Gauging the Impact of Growing Nonresponse on Estimates from a National RDD Telephone Survey

Scott Keeter, Courtney Kennedy, Michael Dimock, Jonathan Best and Peyton Craighill

SCOTT KEETER is with the Pew Research Center. COURTNEY KENNEDY is with the Pew Research Center and the Joint Program in Survey Methodology. MICHAEL DIMOCK is with the Pew Research Center. JONATHAN BEST is with Princeton Survey Research Associates International. PEYTON CRAIGHILL is with ABC News.

Address correspondence to Scott Keeter; e-mail: skeeter{at}pewresearch.org.

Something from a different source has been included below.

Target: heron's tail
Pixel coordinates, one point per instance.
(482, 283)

Declining contact and cooperation rates in random digit dial (RDD) national telephone surveys raise serious concerns about the validity of estimates drawn from such research. While research in the 1990s indicated that nonresponse bias was relatively small, response rates have continued to fall since then. The current study replicates a 1997 methodological experiment that compared results from a "Standard" 5-day survey employing the Pew Research Center’s usual methodology with results from a "Rigorous" survey conducted over a much longer field period and achieving a significantly higher response rate. As with the 1997 study, there is little to suggest that unit nonresponse within the range of response rates obtained seriously threatens the quality of survey estimates. In 77 out of 84 comparable items, the two surveys yielded results that were statistically indistinguishable. While the "Rigorous" study respondents tended to be somewhat less politically engaged, they did not report consistently different behaviors or attitudes on other kinds of questions. With respect to sample composition, the Standard survey was closely aligned with estimates from the U.S. Census and other large government surveys on most variables. We extend our analysis of nonresponse to include comparisons with the hardest-to-reach respondents and with respondents who terminated the interview prior to completion.